In Via Piraghetto, nella sede di Televenezia, c’ero già stato in precedenza per un’intervista però, quando un ex generale dei carabinieri che collabora con quell’emittente mi ha chiesto di partecipare ad una rubrica che lui conduce, ho accettato subito e con entusiasmo.

Avevo un rospo nell’animo che non sapevo come buttare fuori e finalmente l’intervista televisiva mi permetteva di chiarire ai miei concittadini la vicenda dei profughi, dell’aiuto ai poveri di casa nostra e del pasticcio che è nato quando don Gianni, presidente della Fondazione Carpinetum, ha comunicato alla stampa che al Don Vecchi non abbiamo pensato solamente ai profughi, mettendo a loro disposizione due alloggi, ma anche ai poveri di casa nostra con l’apertura del ristorante che offrirà la cena ai concittadini che soffrono in silenzio e con dignità. La stampa ha dato un’interpretazione faziosa e reazionaria di questo annuncio quasi che la Fondazione volesse scusarsi con Salvini per aver pensato ai profughi e non alla nostra gente.
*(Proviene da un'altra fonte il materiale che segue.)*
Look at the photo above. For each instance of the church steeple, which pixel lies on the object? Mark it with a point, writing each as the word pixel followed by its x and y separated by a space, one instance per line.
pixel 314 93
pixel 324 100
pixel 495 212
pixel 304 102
Spero che i miei successivi interventi al Gazzettino, al Corriere del Veneto, a Raitre, a Telechiara, a Rete Veneta e a Televenezia e la lettera che ho inviato a tutti i parroci e agli operatori sociali della città abbiano rimesso le cose a posto. La Fondazione non fa solo chiacchiere, come sta facendo Salvini, ma fatti: attualmente ha messo a disposizione degli anziani poveri quattrocento appartamenti e offre aiuto a più di tremila famiglie distribuendo vestiti, mobili, frutta, verdura, generi alimentari dimostrando abbondantemente, se mai ce ne fosse bisogno, la sua attenzione e il suo impegno concreto nei confronti della povera gente mestrina, italiana, dei paesi dell’Est e della sponda africana e ora, con il ristorante, sarà offerta la cena a centodieci famiglie in difficoltà indipendentemente dal colore della pelle e dalla religione professata.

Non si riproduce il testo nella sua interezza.